テロや差別などをテーマにしてきたカーン監督だけに、『タイガー』でもインドとパキスタンの対立の歴史を背景に、互いが敵国のスパイだと知らずに恋に落ちた男女のラブストーリーを描いている。「ボリウッド映画は現実逃避的なファンタジーを売りにしてきた。でも今の観客はもはや現実離れした映画では物足りないし、かといってリアルに徹しても退屈に思われるだろう。だから今回は、インド映画のメインストリームが避けてきた政治的なモチーフに、サルマーン・カーンというスターや『ロミオとジュリエット』的メロドラマを組み合わせてみたんだよ」。

『タイガー』はインドのみならず世界各地でも大ヒット。ドバイでは同時期公開だった『ダークナイト ライジング』を凌いだという。「インド以外の国の人たちにも観て欲しいけど、そのためにハリウッドを真似たりはしない。海外の映画祭に行くと『歌と踊りをカットすればヨーロッパでもウケる』なんて言われるけど、迎合すればボリウッドの良さが失われてしまう。
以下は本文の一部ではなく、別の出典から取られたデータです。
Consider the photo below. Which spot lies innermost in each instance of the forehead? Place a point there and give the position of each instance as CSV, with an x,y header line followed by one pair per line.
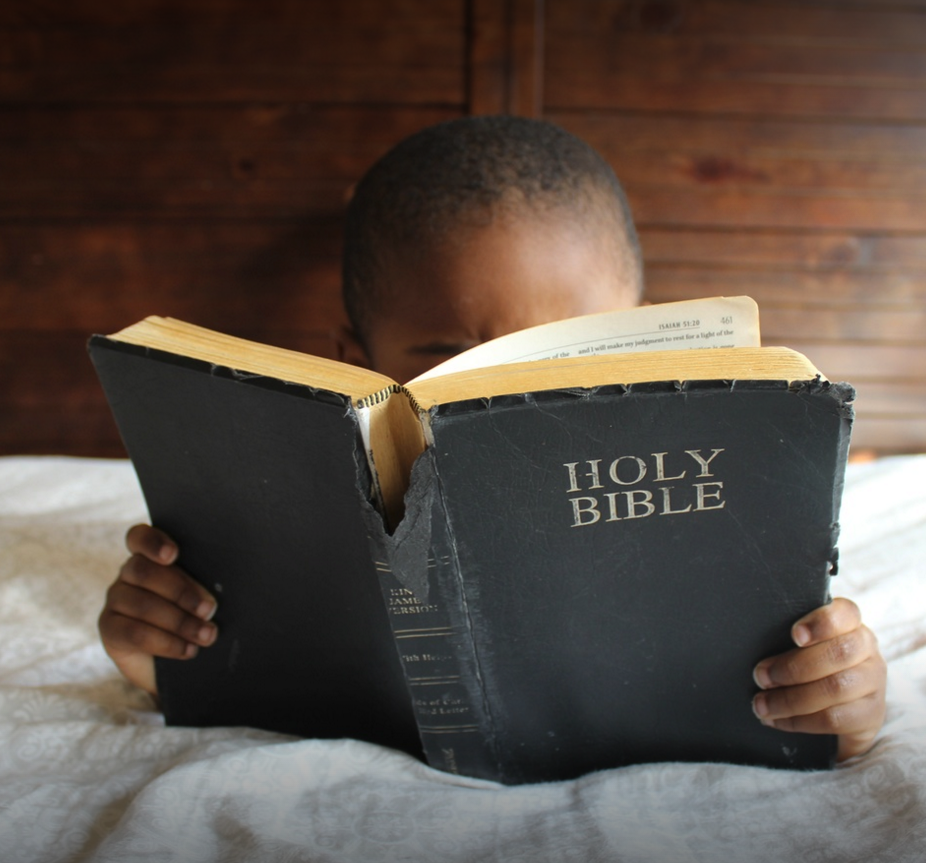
x,y
486,281
515,272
それでもアラブ諸国やアフリカ、アジアの多くの国々でボリウッド映画は支持されているし、なぜかインド系移民がほとんどいないドイツでも人気なんだよね。日本にもボリウッド映画を気に入ってもらえる土壌があると感じているんだ。家族同士の関係や価値観について、インドと日本には欧米よりも親しいものがあると思うからね」。

時代を見据えた新しいボリウッド映画の勃興。世界中で高まっている熱狂に乗り遅れないように、一度その真髄を目撃してみてはいかがだろうか?